Figure 10  The correlation between immune cells and risk scores is analyzed. A: There was a positive correlation between B cells naive and risk score; B: The result shows that macrophages M0 is negatively correlated with risk score; C: The results showed that macrophages M1 was positively correlated with risk score; D: The results showed that macrophages M2 was positively correlated with risk score; E: There was a negative correlation between mast cells activated and risk score; F: The results showed that mast cells reting was positively correlated with risk score; G: There was a positive correlation between monocytes and risk score; H: There was a negative correlation between natural killer cells activated and risk score; I: There was a negative correlation between plasma cells and risk score; J: There was a positive correlation between T cells CD4 naive and risk score; K: It showed that T cells follicular helper was negatively correlated with risk score; L: There was a positive correlation between T cells gamma delta and risk score; M: There was a positive correlation between T cells regulation and risk score.

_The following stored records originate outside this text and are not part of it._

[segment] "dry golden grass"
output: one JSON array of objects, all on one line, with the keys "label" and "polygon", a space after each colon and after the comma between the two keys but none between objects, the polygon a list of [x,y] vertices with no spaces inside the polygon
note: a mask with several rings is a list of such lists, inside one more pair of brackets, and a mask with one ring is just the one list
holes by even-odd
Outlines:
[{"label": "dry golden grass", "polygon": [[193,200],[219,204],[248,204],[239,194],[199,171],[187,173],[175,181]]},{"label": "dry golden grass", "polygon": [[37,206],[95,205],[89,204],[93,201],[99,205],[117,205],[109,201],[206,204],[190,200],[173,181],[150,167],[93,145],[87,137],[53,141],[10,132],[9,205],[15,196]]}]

Figure 11  The correlation between the prognostic scoring model and tumor microenvironment, microsatellite instability, and RNAss, as well as drug sensitivity analysis, is presented. A: Shows the tumor microenvironment score for high and low-risk groups; B and C: Present waterfall plots of mutations for high and low-risk groups; D: Analyzes the differences in tumor mutation burden between high and low-risk groups; E: Shows the relationship between tumor mutation burden and risk score; F and G: Present microsatellite instability analysis for high and low-risk groups; H: Analyzes the correlation between stem cells and risk score; I and J: Present drug sensitivity analysis for drugs such as Bosutinib and Bryostatin.

Figure 12  The immunohistochemical analysis of the APOD gene based on human protein atlas is presented. A: Tumor tissue; B: Normal tissue. T: Tumor tissue; B: Normal tissue.